CHAPTER IV THE GHOST APPEARS
CHAPTER V RED WINS TO LOSE
CHAPTER VI THE RED ROVER GETS THE BREAKS
CHAPTER VII A JOURNEY IN THE NIGHT
CHAPTER VIII “THE RAT”
CHAPTER IX RED GOES INTO ACTION
CHAPTER X THE INVISIBLE FOOTPRINT
CHAPTER XI HOTCAKES AT DAWN
CHAPTER XII JOHNNY GETS A “JIMMY”
CHAPTER XIII LIGHT ON THE WATER
CHAPTER XIV DREW LANE STEPS INTO SOMETHING
CHAPTER XV “SHOOTIN’ IRONS”
CHAPTER XVI THE BRANDED BULLET
CHAPTER XVII JOHNNY’S JIMMY
CHAPTER XVIII DREAMING AT DAWN
CHAPTER XIX NIGHT ON ISLE ROYALE
CHAPTER XX RIDING A MOOSE
CHAPTER XXI THE SHOE
CHAPTER XXII ON THE “SLEEPING LION”
CHAPTER XXIII A VISIT IN THE NIGHT
CHAPTER XXIV UNCLE NED DOES HIS BIT
CHAPTER XXV THE TRAIL LEADS NORTH
CHAPTER XXVI BATTLE OVER THE WAVES
CHAPTER XXVII A HAUNTED BAY
Chapter XXVIII THE LIGHT THAT FAILED
CHAPTER XXIX SILENT NIGHT
CHAPTER XXX HOLLOW CHUCKLES
CHAPTER XXXI “PLAY BY PLAY”
CHAPTER XXXII “70,000 WITNESSES”
CHAPTER XXXIII THE FLEA FLICKER

CHAPTER I KIDNAPER’S ISLAND

Red Rodgers rolled half over, squirmed about, then sat up. For a long time he had felt the floor beneath him vibrate with the throb of powerful motors. His eardrums, beaten upon as they had been by the roar of those motors, now seemed incapable of registering sound.
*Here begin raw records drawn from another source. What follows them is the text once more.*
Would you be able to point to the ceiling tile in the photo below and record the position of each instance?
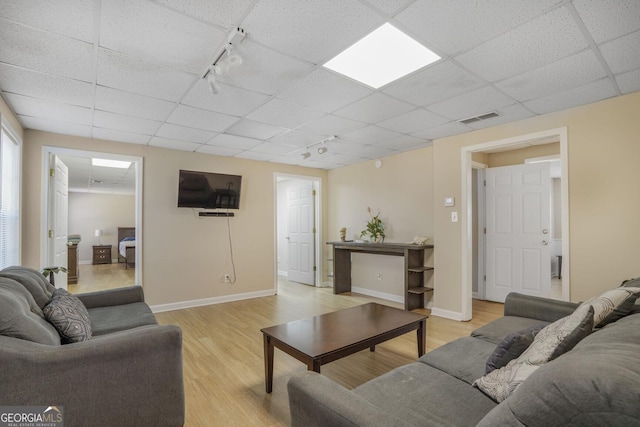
(325, 91)
(629, 82)
(375, 108)
(120, 136)
(223, 13)
(252, 155)
(616, 53)
(283, 113)
(435, 83)
(390, 7)
(470, 104)
(413, 121)
(201, 119)
(264, 70)
(50, 110)
(154, 33)
(274, 148)
(52, 88)
(608, 19)
(575, 70)
(334, 159)
(45, 52)
(298, 139)
(529, 46)
(234, 142)
(332, 125)
(55, 126)
(586, 94)
(131, 104)
(218, 151)
(256, 130)
(371, 135)
(173, 144)
(74, 19)
(296, 27)
(229, 100)
(130, 74)
(455, 26)
(108, 120)
(182, 133)
(442, 131)
(357, 149)
(403, 143)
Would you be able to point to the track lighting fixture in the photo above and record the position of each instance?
(224, 59)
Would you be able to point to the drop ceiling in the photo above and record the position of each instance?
(130, 71)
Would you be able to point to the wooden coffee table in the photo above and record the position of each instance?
(328, 337)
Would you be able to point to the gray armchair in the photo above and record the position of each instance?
(128, 374)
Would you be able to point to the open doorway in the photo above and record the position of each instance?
(467, 168)
(96, 219)
(298, 229)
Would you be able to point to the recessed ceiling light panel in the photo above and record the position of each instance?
(383, 56)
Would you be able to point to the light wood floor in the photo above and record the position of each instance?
(102, 276)
(223, 352)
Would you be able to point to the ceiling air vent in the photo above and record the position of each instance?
(478, 118)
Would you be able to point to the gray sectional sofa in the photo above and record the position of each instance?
(595, 382)
(107, 363)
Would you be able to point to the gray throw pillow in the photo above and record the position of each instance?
(70, 317)
(511, 347)
(552, 341)
(19, 320)
(612, 305)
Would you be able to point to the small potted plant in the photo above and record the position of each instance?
(50, 271)
(375, 228)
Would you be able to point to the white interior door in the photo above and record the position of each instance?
(301, 233)
(518, 217)
(59, 218)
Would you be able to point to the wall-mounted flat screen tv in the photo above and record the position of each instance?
(208, 190)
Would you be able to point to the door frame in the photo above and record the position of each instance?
(480, 249)
(536, 138)
(317, 183)
(61, 151)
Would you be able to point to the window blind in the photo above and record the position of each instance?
(10, 170)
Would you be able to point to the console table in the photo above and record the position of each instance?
(414, 267)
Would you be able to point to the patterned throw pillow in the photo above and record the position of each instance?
(511, 347)
(552, 341)
(69, 316)
(612, 305)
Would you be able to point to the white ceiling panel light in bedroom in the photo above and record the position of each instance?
(383, 56)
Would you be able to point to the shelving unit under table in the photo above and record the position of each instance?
(414, 268)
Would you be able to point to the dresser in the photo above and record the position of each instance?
(102, 254)
(72, 263)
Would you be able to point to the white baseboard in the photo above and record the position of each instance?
(453, 315)
(210, 301)
(376, 294)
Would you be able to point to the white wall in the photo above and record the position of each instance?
(91, 211)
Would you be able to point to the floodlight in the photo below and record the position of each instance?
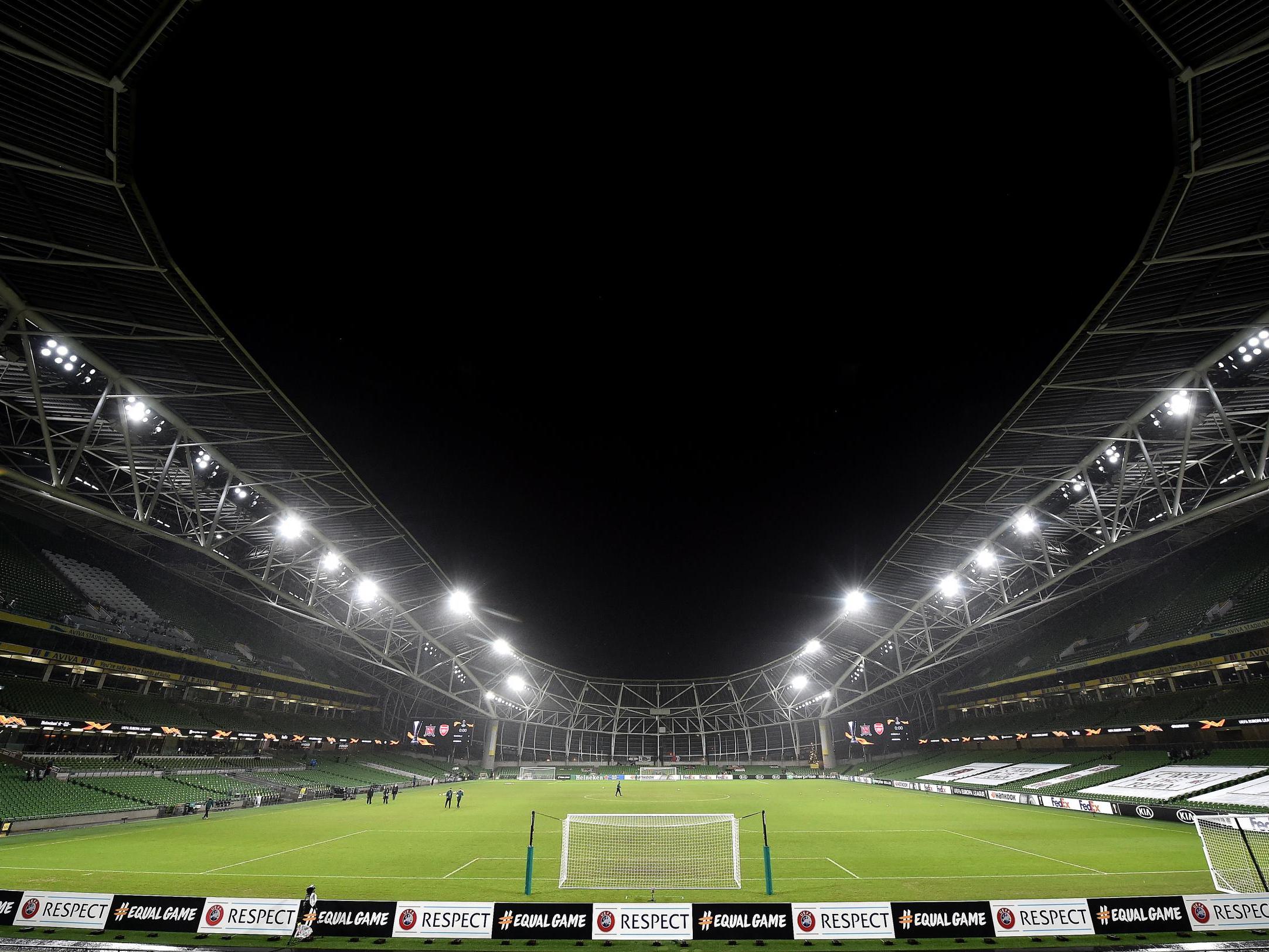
(291, 527)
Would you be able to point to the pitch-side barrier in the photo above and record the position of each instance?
(427, 919)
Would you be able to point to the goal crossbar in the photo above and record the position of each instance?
(650, 851)
(1236, 847)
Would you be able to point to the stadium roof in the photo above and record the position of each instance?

Not the slightest murmur suggesting life reached his ears. “Not the rustle of a leaf, nor the lap of a tiny wave; not the whisper of a village child asleep,” he told himself. “Can I have gone stone deaf?” Cold perspiration started out upon the tip of his nose.

[12]

And then, piercing the silence like a siren’s scream in the night, came a wild, weird, mad, hilarious laugh.

Startled by this sudden shock of sound, he shuddered from head to foot. Then, at once, he felt better.

“At least I am not deaf.”

“That laugh,” he mused a moment later, “it was almost human, but not quite. What could it have been?”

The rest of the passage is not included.